After returning to RINGS, Haseman fought professional wrestler Alexander Otsuka and won by doctor stoppage after controlling the bout. He then participated in a February 1998 RINGS Holland event, where he fought Kickboxing and Sambo expert Valentijn Overeem to a decision that eventually went to the latter.

He also competed in ADCC Submission Wrestling World Championship, winning the bronze medal at the 1999 edition at +99 kg.

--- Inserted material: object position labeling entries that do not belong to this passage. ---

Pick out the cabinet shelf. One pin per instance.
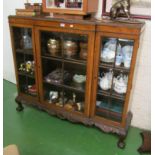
(113, 95)
(115, 68)
(25, 74)
(65, 86)
(67, 60)
(112, 113)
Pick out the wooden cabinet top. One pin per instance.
(89, 25)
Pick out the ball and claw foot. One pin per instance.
(121, 144)
(20, 107)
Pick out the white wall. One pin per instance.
(140, 98)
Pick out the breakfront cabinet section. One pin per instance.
(24, 55)
(76, 7)
(114, 61)
(65, 59)
(78, 70)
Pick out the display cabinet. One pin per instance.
(76, 7)
(25, 61)
(79, 70)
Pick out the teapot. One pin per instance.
(106, 80)
(120, 83)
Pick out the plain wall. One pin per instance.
(140, 100)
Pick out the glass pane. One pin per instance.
(22, 38)
(114, 69)
(64, 4)
(105, 77)
(116, 110)
(75, 76)
(109, 108)
(108, 48)
(25, 63)
(64, 59)
(52, 71)
(102, 106)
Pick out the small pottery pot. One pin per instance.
(83, 54)
(53, 46)
(83, 45)
(70, 48)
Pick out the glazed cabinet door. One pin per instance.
(25, 60)
(65, 58)
(113, 70)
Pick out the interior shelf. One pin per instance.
(26, 74)
(25, 51)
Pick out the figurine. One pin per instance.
(120, 84)
(121, 6)
(22, 67)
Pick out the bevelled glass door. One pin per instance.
(25, 60)
(112, 78)
(64, 69)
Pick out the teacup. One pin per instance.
(118, 60)
(127, 62)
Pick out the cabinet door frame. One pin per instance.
(89, 64)
(99, 35)
(11, 25)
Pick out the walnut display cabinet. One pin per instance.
(74, 7)
(79, 70)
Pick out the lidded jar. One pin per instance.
(53, 46)
(70, 48)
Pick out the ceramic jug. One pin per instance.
(106, 81)
(120, 84)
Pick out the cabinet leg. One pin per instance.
(121, 144)
(19, 107)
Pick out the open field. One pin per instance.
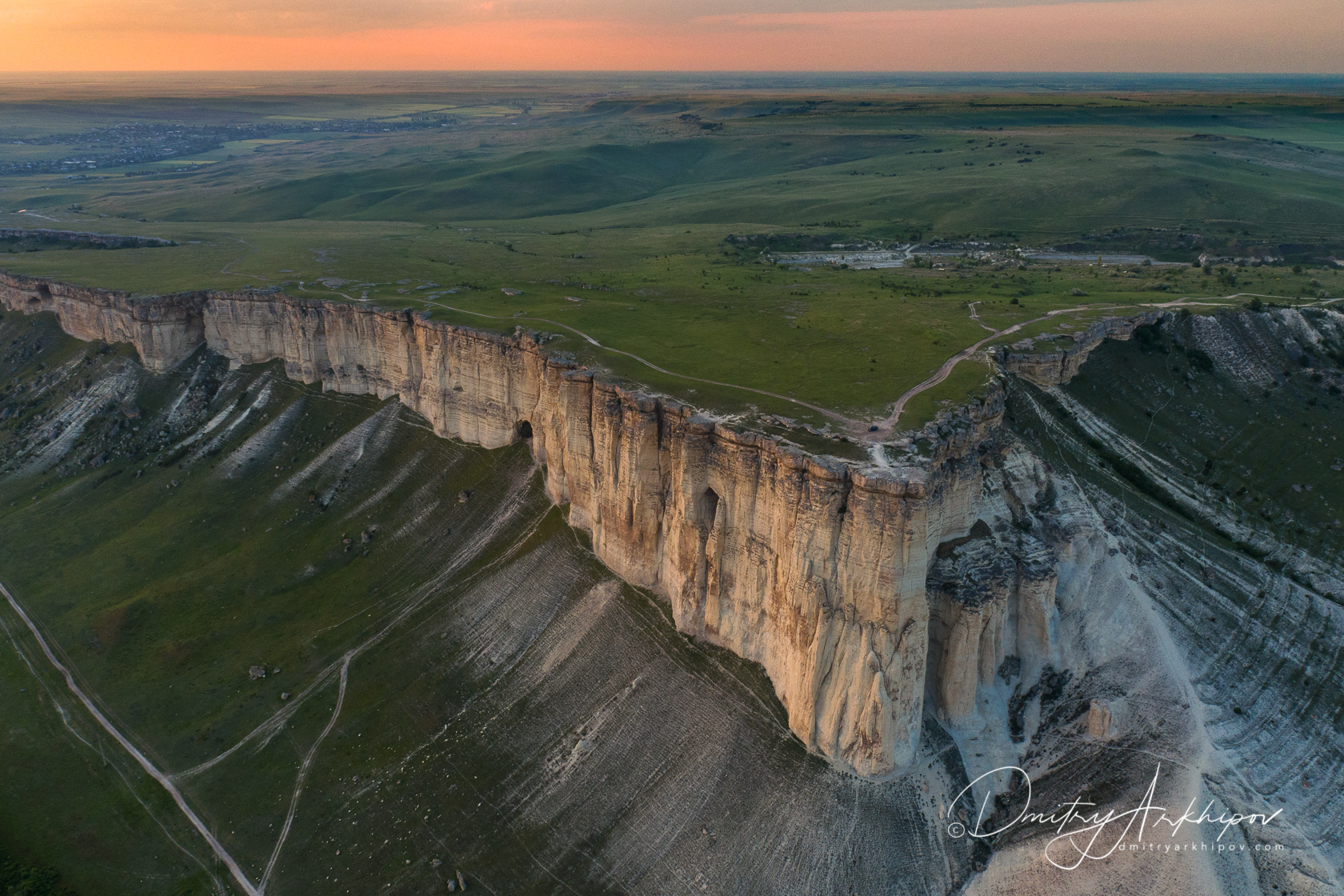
(466, 688)
(628, 205)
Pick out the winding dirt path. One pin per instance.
(834, 415)
(134, 753)
(890, 423)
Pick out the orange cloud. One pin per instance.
(1128, 35)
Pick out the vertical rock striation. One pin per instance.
(814, 567)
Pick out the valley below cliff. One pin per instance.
(566, 636)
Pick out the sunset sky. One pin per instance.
(760, 35)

Haseman eventually was chosen to participate in RINGS's first world mixed martial arts tournament, King of Kings 1999. His opponent would be the renowned Japanese fighter Tsuyoshi Kohsaka, who came from fighting multiple bouts in Ultimate Fighting Championship. Haseman controlled the first round, executing repeated armlock attempts on a defensive Kohsaka, but the Australian was unable to finish him, and this carried to the second one, where Kohsaka took over the grappling exchanges. Entering the third round already tired, Haseman turtled down and continued fighting from the position, only for the Japanese to counter him and grind him with strikes. The match ended with Haseman defending a Guillotine Choke attempt, and it saw the judges eventually awarded the split decision to Kohsaka. Although eliminated from the tournament, Haseman won a bonus fight, submitting American wrestler Brad Kohler by armbar from the bottom in 1:11.

The rest of 2000 was an active year for Haseman as well, submitting most of his opponents and fighting to a decision with future UFC Welterweight Champion Matt Hughes. In September, he was defeated by fellow UFC champion Jeremy Horn for the first time Haseman fell on a submission move.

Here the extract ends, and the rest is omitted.